Bana neydi ki, hem zaten bu geceden sonra bu insanlarla her hangi bir işimde kalmamıştı.

O zaman ne yaşadıkları yada etrafa neden öfke kustuklarınında bir anlamı olmamalıydı.

Fakat Pamir Boratav...
O insanların yanında büründüğü ikinci kişiliği, kafamı fazlası ike karıştırıyordu.

İçine kapanık, kimsesiz bir çocuk gibi...
'Kimsesiz bir çocuk.'

Sanıyorum onu en iyi tanımlayan cümle bu olurdu.
Onun Annesi yoktu, ve babası bu acımasız insanların nefret kustuğu bir kesimden olan kadınla beraberdi, öyleki bu beraberlik canından etmişti onu.

Nasıl çaresiz yada yalnız hissettiğini anlayamazdım, sadece düşünebilir yada empati yapmaya çalışabilirdim.

Şimdi anlıyordum onun o buzdan duvarını, o acımasız tarafını... tasvip etmiyordum ama anlıyordum.

Başka türlüsünü öğrenmemişti, görmemiştiki.
Ona öğretilen sadece bu öfkeydi, Ailesinden gördüğü tek duygu nefretti.
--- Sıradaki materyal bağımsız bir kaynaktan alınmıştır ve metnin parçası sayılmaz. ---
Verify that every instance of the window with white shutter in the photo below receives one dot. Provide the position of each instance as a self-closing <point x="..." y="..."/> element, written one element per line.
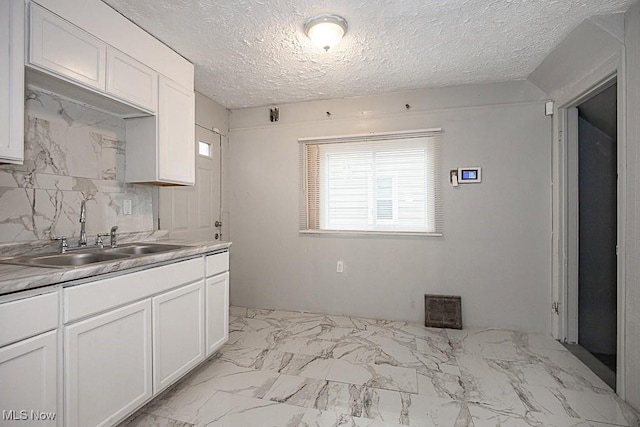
<point x="379" y="183"/>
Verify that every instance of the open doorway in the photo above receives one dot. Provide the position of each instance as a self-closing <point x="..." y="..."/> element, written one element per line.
<point x="595" y="232"/>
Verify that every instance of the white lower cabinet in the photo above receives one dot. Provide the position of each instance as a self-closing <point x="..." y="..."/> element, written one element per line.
<point x="28" y="382"/>
<point x="178" y="333"/>
<point x="107" y="371"/>
<point x="124" y="339"/>
<point x="217" y="312"/>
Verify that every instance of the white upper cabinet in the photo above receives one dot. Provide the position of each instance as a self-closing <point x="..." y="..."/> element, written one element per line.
<point x="176" y="133"/>
<point x="56" y="45"/>
<point x="161" y="149"/>
<point x="12" y="81"/>
<point x="131" y="80"/>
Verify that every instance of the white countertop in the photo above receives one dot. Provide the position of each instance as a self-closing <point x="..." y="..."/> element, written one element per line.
<point x="16" y="278"/>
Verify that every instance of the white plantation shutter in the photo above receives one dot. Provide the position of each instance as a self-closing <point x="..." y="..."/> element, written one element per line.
<point x="371" y="183"/>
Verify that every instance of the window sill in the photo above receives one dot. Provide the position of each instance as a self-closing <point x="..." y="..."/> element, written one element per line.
<point x="369" y="233"/>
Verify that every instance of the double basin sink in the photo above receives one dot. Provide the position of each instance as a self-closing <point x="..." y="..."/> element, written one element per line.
<point x="80" y="257"/>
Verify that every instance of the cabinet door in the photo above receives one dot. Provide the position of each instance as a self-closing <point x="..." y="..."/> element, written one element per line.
<point x="131" y="80"/>
<point x="12" y="81"/>
<point x="176" y="133"/>
<point x="108" y="366"/>
<point x="217" y="311"/>
<point x="28" y="376"/>
<point x="178" y="333"/>
<point x="66" y="50"/>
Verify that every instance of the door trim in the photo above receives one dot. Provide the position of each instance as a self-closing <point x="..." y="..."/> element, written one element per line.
<point x="612" y="71"/>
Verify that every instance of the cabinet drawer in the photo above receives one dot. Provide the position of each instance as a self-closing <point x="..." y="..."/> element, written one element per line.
<point x="66" y="50"/>
<point x="218" y="263"/>
<point x="28" y="317"/>
<point x="131" y="80"/>
<point x="94" y="297"/>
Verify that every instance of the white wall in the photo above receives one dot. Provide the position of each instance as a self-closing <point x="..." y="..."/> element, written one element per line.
<point x="495" y="252"/>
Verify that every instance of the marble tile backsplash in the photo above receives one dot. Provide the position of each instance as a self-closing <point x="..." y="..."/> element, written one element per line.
<point x="72" y="153"/>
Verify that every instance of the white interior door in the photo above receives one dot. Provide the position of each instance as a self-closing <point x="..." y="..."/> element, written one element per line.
<point x="194" y="212"/>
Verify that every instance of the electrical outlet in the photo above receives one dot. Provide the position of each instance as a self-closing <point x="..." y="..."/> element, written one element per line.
<point x="126" y="207"/>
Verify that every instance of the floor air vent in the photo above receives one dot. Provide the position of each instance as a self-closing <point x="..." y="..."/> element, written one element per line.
<point x="443" y="311"/>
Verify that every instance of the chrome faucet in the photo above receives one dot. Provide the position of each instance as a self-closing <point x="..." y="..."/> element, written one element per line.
<point x="113" y="236"/>
<point x="83" y="219"/>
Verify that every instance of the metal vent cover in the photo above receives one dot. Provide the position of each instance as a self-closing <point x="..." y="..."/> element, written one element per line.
<point x="443" y="311"/>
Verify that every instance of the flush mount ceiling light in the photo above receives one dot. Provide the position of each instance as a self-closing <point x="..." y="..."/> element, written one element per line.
<point x="326" y="31"/>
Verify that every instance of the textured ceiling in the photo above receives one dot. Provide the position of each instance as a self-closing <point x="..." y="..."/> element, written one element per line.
<point x="254" y="52"/>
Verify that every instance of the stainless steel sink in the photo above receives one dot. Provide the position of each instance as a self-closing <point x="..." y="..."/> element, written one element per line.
<point x="78" y="258"/>
<point x="144" y="248"/>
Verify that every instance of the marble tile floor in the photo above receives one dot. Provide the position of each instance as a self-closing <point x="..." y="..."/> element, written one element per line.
<point x="283" y="368"/>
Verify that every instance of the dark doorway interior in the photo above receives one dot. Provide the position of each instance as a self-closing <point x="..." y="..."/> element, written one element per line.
<point x="597" y="195"/>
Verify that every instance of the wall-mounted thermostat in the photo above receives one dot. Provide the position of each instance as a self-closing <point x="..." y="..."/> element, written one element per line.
<point x="468" y="175"/>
Öğrenmeye açıktı ama bunun farkında bile değildi.
Vahşi bir hayvan gibi fakat ehlileşebilecek türden.

Düşüncem beni sessizce güldürdüğünde, bakışları şaşkınlıkla yüzüme döndü.

"Afedersiniz.." bakışlarım yüzünde gezinip gözlerinde son bulduğunda, gülüşümü yavaşça sildim.

Bakışları öyle derin ki, sanki anlatmak istediği bir çok şeyi biriktirmiş ve bu yükle ölmeye yemin etmiş gibi...

"Ne düşünüyordun?" Sesindeki sorgulayış yüzündeki tebessümle yumuşatılırken sessiz bir iç çekişle suskunluğumu korudum.

Bir süre bekledikten sonra, konuşmayacağıma ikna olmuş olacak ki konuşmaya başladı.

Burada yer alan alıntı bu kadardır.